Carothers v. Capozziello

574 A.2d 1268, 215 Conn. 82, 1990 Conn. LEXIS 169
CourtSupreme Court of Connecticut
DecidedMay 22, 1990
Docket13745; 13746; 13747; 13748; 13749
StatusPublished
Cited by118 cases

This text of 574 A.2d 1268 (Carothers v. Capozziello) is published on Counsel Stack Legal Research, covering Supreme Court of Connecticut primary law. Counsel Stack provides free access to over 12 million legal documents including statutes, case law, regulations, and constitutions.

Bluebook
Carothers v. Capozziello, 574 A.2d 1268, 215 Conn. 82, 1990 Conn. LEXIS 169 (Colo. 1990).

Opinions

Shea, J.

These cases, alleging various improprieties in the disposal of building demolition debris, were brought by the plaintiff, Leslie Carothers, the commissioner of environmental protection (commissioner), against the defendants, Thomas Capozziello, Bridgeport Wrecking Company, Inc., and Bridgeport Etc., Inc. (defendants),1 and were consolidated for trial before the Hon. John M. Alexander, state trial referee, exercising the powers of the Superior Court. Seeking, inter alia, injunctive relief and civil penalties pursuant to General Statutes § 22a-226,2 the commissioner alleged: (1) in the first case, that the defendants had (a) violated the terms of a final consent order entered into between herself and the defendants and (b) oper[86]*86ated a solid waste facility, as defined in General Statutes § 22a-207 (4),3 without a permit “by arranging for the dumping of wood and other demolition waste” on property in the city of Bridgeport; and (2) in the third case, that the defendants had failed to, or would not, in the future, comply with several provisions of a final decision and order, issued by the commissioner, related to the disposal of demolition waste on property in the city of Bridgeport.4 In both cases, the trial court rendered judgment in favor of the commissioner, from which the defendants have appealed and the commissioner has cross appealed.

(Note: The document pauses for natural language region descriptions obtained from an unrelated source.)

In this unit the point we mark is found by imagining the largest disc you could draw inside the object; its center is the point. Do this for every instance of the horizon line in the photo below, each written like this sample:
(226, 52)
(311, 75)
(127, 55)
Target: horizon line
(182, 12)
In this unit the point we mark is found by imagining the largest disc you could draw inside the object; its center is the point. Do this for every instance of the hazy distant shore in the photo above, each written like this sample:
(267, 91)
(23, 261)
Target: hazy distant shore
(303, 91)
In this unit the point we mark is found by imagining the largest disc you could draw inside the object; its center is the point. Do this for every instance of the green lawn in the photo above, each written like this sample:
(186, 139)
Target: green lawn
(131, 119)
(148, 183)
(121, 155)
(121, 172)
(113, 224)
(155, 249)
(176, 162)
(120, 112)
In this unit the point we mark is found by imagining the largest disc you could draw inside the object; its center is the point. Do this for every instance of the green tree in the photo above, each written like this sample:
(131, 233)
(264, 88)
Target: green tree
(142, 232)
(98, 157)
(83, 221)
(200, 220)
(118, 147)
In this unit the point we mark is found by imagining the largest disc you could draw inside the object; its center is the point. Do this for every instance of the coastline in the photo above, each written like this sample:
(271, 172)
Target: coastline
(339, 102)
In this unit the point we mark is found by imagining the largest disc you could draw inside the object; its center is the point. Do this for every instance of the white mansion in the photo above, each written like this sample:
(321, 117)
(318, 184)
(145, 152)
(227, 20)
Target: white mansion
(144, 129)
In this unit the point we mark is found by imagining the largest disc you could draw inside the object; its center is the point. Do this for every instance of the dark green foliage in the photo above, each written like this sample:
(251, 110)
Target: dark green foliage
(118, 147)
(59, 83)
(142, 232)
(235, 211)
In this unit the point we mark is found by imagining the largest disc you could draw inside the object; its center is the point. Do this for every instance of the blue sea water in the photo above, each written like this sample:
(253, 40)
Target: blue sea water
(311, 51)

In the second, fourth and fifth cases, the commissioner alleged that the defendants had “dumped wood and other demolition waste” and had operated a solid waste facility, as defined in § 22a-207 (4), on property not owned by the defendants in the towns of Trumbull and Ansonia and the city of Bridgeport, respectively. An amended prayer for relief in each case requested that the trial court order the imposition of civil penalties pursuant to General Statutes § 22a-250 (c) and (e).5 [87]*87In the second and fourth cases the trial court rendered judgment in favor of the commissioner, from which the defendants have appealed and the commissioner has cross appealed. In the fifth case the trial court rendered judgment in favor of the defendants, from which the commissioner has appealed. We find error on the appeals in the second and fourth cases, and no error on the appeals in the first, third and fifth cases. With respect to the cross appeals on the first and third cases, we remand for further articulation concerning the stay of execution of the judgment.

I

The trial court found the following facts relating to the first and third cases involving the property in Bridgeport. The commissioner’s allegations concerned the defendants’ placement of demolition waste on property owned by the Consolidated Rail Corporation (Conrail) and on adjoining property leased by the defendants for use in their demolition business. Both parcels were located on Singer Avenue, in the city of Bridgeport. After the defendants had completed demolition of a building, the generated debris was often brought to the Singer Avenue properties rather than to a certified landfill. Portions of this debris were then transported to other locations, when and if such locations were found by the defendants. The trial court noted that the [88]*88“accumulation of demolition debris at Singer Avenue at the [time of trial could] be described as tremendous,” and, after viewing the property in question, that the debris was “very high, unsightly, and [had] been found by the Commissioner to cause imminent and substantial danger to the environment.” Water supply and sewer lines belonging to United Illuminating Company, running under a portion of the Conrail property by virtue of an easement, were damaged as a result of the accumulation of demolition debris. Evidence was presented that the leaching effect of the debris would affect groundwater in the area. Finally, the trial court found that some of the debris on the Conrail property had been deposited by persons other than the defendants, but concluded, nevertheless, that such debris was “of minor consequence,” and that it was “not unfair to require [the defendants] to take the entire responsibility” for all of the debris.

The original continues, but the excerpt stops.